Meanwhile, the wind has been howling. It’s a fact of life in these parts. As the joke says, “Our wind corridor is second to none.” But sometimes it gets to me. It adds an edge to an already anxious time. Walks become ordeals. I return exhausted and collapse into the welcoming embrace of the couch, very glad I don’t have a job but wondering what to do next.

I never realized how much of my life I build around planning what comes next, and I didn’t know until now how much my calendar revolves around travel. At this point I would be preparing, even to the point of pre-packing, for our biannual trip to England. I didn’t realize, either, how even my little forays into town were often about getting ready for these bigger expeditions: buying frivolous gifts, discovering a pretty scarf or blouse in the consignment shop, gathering adornments and supplies for the journey.
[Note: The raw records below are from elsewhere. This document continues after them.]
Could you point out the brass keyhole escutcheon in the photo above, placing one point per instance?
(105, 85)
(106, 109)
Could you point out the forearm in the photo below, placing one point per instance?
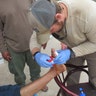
(34, 46)
(34, 87)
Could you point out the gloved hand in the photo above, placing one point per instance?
(63, 56)
(42, 60)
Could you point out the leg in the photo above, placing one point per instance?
(33, 66)
(10, 90)
(74, 78)
(91, 61)
(16, 66)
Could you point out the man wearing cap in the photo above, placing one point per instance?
(71, 23)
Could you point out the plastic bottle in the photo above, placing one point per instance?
(81, 92)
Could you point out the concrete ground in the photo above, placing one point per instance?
(7, 78)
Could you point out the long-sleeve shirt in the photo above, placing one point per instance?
(15, 29)
(80, 32)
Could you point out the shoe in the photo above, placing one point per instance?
(35, 95)
(45, 89)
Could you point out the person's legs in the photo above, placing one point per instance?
(10, 90)
(16, 66)
(91, 61)
(74, 78)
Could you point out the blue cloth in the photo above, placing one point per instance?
(10, 90)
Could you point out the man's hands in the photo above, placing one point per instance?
(42, 60)
(63, 56)
(6, 56)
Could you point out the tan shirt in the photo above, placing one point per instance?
(81, 26)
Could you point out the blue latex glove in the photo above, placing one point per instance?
(63, 56)
(42, 60)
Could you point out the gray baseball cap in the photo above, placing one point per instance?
(44, 11)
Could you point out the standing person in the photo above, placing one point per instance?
(15, 32)
(33, 87)
(71, 23)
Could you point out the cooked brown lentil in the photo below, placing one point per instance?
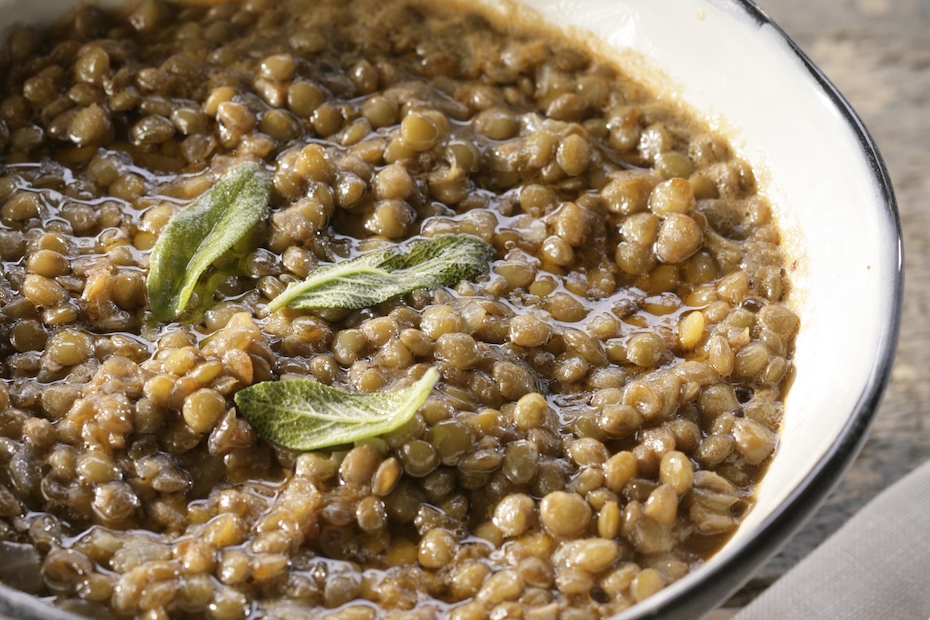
(610, 393)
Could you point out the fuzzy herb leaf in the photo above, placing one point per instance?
(375, 277)
(305, 415)
(201, 233)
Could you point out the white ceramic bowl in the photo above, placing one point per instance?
(832, 195)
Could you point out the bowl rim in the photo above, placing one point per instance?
(702, 590)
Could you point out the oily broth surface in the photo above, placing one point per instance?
(610, 392)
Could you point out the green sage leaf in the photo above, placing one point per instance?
(301, 414)
(201, 233)
(375, 277)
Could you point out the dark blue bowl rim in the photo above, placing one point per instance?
(711, 585)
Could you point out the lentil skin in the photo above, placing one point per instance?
(611, 391)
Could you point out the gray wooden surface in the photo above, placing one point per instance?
(877, 52)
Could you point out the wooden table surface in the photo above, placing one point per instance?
(877, 52)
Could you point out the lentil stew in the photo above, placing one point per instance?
(610, 392)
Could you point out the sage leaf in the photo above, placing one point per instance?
(201, 233)
(375, 277)
(302, 414)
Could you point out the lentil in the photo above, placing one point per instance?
(610, 391)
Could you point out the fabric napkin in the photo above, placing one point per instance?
(877, 566)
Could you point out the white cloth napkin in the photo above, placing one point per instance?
(876, 567)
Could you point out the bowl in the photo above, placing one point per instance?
(817, 164)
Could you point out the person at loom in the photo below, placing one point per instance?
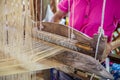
(85, 16)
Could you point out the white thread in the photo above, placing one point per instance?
(101, 32)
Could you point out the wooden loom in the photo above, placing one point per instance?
(22, 45)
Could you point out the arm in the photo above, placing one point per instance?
(58, 16)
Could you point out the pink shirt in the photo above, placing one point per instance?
(87, 15)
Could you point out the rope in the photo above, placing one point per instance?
(71, 28)
(69, 37)
(100, 31)
(41, 16)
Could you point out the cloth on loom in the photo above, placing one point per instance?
(59, 75)
(87, 15)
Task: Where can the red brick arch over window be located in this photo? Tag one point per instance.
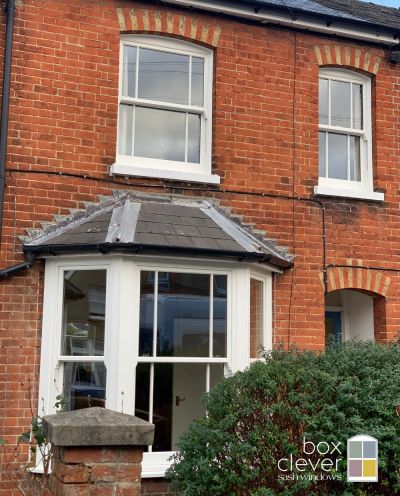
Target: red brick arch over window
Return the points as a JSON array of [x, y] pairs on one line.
[[369, 280], [151, 20], [347, 56], [374, 282]]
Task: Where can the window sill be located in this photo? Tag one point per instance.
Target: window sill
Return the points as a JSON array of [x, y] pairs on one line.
[[156, 464], [193, 177], [349, 193]]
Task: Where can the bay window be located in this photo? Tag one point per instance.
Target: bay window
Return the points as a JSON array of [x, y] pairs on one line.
[[149, 336]]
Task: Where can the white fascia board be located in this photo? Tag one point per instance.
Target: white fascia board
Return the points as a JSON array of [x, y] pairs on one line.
[[307, 22]]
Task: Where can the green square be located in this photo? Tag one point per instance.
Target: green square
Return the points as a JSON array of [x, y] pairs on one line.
[[355, 449]]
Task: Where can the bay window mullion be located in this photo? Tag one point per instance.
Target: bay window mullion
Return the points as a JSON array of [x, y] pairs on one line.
[[151, 398], [211, 321], [155, 313]]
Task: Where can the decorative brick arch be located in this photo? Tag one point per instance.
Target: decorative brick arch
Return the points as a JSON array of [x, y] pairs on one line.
[[373, 281], [161, 21], [347, 56]]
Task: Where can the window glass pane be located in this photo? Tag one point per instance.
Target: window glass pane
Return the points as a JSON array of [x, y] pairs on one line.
[[129, 71], [178, 392], [216, 373], [194, 138], [357, 106], [125, 129], [337, 156], [197, 81], [323, 101], [160, 134], [256, 317], [142, 391], [183, 314], [340, 104], [163, 76], [146, 313], [220, 316], [84, 312], [355, 170], [84, 385], [322, 154]]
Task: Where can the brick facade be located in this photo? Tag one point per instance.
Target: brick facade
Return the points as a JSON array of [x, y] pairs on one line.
[[62, 141]]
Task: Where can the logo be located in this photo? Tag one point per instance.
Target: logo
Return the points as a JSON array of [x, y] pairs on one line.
[[362, 459], [318, 462]]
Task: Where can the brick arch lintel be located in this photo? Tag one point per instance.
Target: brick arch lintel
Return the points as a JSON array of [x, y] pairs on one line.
[[370, 280], [347, 56], [163, 21]]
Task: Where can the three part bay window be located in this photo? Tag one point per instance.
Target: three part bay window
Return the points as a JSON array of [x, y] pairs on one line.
[[149, 338]]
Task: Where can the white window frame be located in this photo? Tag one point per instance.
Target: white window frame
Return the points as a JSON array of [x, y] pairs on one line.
[[267, 314], [121, 352], [148, 167], [346, 188]]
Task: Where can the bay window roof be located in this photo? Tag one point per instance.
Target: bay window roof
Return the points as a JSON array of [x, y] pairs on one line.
[[156, 225]]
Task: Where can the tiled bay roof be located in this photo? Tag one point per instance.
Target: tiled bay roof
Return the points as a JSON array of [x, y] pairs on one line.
[[154, 225]]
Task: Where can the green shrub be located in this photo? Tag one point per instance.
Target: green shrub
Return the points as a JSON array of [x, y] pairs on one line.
[[261, 415]]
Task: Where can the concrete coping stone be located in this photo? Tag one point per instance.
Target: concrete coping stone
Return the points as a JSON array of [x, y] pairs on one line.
[[97, 427]]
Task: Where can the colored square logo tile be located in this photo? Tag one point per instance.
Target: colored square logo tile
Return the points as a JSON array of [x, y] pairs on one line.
[[369, 468], [355, 449], [355, 468], [369, 449]]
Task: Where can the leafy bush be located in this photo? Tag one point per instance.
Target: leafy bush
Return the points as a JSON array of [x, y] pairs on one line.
[[261, 415]]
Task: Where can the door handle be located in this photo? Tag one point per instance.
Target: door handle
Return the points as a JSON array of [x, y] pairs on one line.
[[178, 400]]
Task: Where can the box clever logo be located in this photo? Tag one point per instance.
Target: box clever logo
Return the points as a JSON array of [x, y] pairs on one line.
[[362, 459], [319, 462]]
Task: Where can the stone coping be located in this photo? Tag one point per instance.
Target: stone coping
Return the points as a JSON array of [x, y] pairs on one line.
[[97, 427]]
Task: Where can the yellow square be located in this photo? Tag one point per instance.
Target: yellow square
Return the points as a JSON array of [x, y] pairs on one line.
[[369, 468]]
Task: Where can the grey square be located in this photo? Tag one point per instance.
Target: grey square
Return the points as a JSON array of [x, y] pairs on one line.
[[355, 468], [355, 449]]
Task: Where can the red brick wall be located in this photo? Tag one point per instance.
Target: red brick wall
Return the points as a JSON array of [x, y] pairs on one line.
[[63, 116]]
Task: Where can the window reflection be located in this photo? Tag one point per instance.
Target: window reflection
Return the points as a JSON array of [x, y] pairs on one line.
[[84, 385], [84, 312], [184, 320]]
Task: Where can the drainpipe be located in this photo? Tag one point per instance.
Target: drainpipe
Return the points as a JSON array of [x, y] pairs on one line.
[[10, 10], [17, 269]]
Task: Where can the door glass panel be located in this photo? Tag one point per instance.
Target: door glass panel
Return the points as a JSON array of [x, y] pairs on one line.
[[183, 314], [220, 316], [256, 317], [178, 393], [163, 76], [84, 312], [337, 156], [84, 385], [340, 104], [160, 134]]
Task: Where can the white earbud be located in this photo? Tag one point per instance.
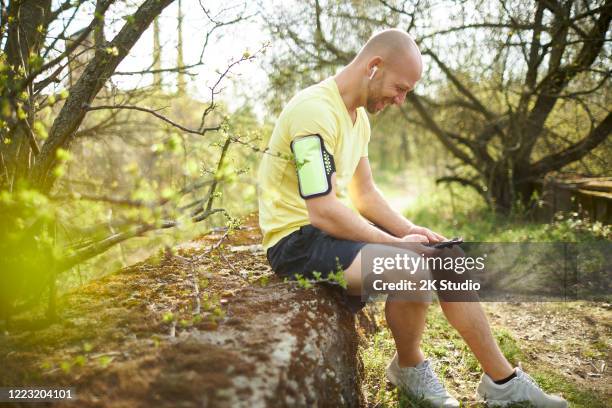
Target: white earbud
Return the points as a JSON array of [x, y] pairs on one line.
[[374, 68]]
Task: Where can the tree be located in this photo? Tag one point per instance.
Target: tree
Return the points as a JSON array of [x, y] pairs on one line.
[[503, 81], [44, 120]]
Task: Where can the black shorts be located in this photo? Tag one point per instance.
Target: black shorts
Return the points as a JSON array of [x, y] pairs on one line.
[[308, 250]]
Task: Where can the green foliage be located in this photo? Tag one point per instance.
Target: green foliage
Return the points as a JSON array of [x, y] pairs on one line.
[[27, 245], [462, 213]]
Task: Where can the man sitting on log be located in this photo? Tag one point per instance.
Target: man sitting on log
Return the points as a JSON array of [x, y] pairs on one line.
[[318, 152]]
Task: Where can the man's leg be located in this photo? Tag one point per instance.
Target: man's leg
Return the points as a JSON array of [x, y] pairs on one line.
[[407, 322], [469, 319]]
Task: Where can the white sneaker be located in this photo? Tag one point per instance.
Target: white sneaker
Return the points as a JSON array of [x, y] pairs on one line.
[[522, 388], [421, 382]]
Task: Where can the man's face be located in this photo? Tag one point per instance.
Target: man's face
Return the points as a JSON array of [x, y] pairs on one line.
[[391, 84]]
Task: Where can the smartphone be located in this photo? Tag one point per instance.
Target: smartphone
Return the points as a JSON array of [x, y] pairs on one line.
[[448, 244]]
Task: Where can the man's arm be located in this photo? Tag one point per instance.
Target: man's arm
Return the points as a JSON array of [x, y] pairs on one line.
[[372, 205], [329, 214]]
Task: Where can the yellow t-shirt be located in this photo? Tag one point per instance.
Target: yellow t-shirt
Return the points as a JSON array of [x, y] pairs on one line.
[[320, 110]]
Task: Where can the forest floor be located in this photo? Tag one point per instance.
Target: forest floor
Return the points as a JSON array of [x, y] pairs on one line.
[[115, 332]]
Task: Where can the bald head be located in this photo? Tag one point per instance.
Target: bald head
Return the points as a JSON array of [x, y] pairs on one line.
[[389, 43], [389, 66]]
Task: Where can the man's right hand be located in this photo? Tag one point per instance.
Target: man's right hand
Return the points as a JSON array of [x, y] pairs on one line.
[[415, 238]]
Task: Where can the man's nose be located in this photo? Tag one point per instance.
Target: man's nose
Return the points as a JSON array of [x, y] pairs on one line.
[[399, 99]]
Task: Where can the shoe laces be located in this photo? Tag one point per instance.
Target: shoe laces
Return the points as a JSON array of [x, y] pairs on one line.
[[526, 378], [430, 380]]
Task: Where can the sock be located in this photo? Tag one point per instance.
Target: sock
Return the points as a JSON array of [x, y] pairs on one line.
[[505, 380]]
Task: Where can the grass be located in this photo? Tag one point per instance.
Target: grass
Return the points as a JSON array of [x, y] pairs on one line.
[[464, 214]]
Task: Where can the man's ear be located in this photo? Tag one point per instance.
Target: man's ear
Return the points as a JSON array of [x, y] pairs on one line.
[[374, 64]]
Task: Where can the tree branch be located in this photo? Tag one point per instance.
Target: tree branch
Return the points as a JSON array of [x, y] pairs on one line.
[[574, 152]]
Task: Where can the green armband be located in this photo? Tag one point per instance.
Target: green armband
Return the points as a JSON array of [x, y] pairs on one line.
[[315, 166]]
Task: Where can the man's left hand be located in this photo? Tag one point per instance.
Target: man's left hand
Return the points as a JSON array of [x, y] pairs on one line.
[[431, 236]]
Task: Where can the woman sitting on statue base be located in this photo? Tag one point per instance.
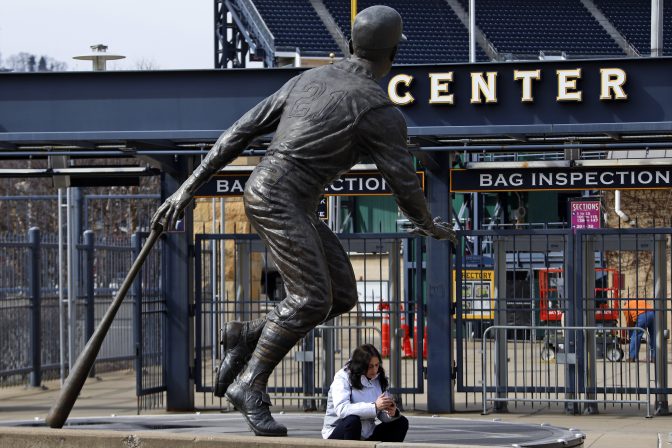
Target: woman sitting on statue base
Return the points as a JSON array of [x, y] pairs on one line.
[[358, 397]]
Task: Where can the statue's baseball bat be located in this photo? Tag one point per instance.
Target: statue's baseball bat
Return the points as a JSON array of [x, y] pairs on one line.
[[59, 412]]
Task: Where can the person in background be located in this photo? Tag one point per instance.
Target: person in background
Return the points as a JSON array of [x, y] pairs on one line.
[[639, 313], [358, 397]]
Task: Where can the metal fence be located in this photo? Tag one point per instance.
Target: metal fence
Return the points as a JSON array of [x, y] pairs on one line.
[[512, 370], [38, 337], [554, 311], [237, 280]]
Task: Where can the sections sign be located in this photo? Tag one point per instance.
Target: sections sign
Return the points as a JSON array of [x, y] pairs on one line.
[[478, 287], [561, 178], [585, 214]]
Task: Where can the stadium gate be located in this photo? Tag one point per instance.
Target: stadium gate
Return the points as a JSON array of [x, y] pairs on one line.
[[539, 320], [237, 280]]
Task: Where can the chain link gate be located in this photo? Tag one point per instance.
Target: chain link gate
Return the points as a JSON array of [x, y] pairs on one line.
[[236, 280], [540, 319], [149, 327]]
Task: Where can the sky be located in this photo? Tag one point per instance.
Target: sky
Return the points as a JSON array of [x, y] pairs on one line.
[[164, 34]]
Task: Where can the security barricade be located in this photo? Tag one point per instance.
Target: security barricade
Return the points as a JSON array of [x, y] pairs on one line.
[[570, 378]]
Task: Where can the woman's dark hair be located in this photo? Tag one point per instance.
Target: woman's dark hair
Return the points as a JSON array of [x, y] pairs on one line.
[[359, 364]]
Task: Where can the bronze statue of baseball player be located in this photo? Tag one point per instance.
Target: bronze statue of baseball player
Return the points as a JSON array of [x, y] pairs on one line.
[[325, 121]]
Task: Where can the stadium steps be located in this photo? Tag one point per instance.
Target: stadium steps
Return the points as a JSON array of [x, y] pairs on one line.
[[481, 39], [622, 42], [331, 25]]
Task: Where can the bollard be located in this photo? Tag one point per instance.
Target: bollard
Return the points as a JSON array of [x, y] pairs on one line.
[[406, 341], [385, 330]]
Now I plan what we will have for dinner.

And I’m waiting for something, but I don’t know what. For some kind of resolution? An ending? A beginning? Whatever it is, it feels ominous. The lack of a timeline is unsettling. Time had long ago blurred into indistinct modules but they at least lined up in seasons. Now the only unit is the present.

Outside, nothing is still. The grass is rolling like the sea, and all the leaves are quivering. The quail, in a bluster as usual, are looking particularly chubby, plump pecking partridges, apparently finding plenty. The gang of six turkeys has disappeared. The cattle have been moved elsewhere. A pomegranate tree has surprised us with a burst of red blooms, tiny branches of flamenco dancers, moving in anticipation. Anticipation of what?

The vultures are gone, but I suppose they’ll be back.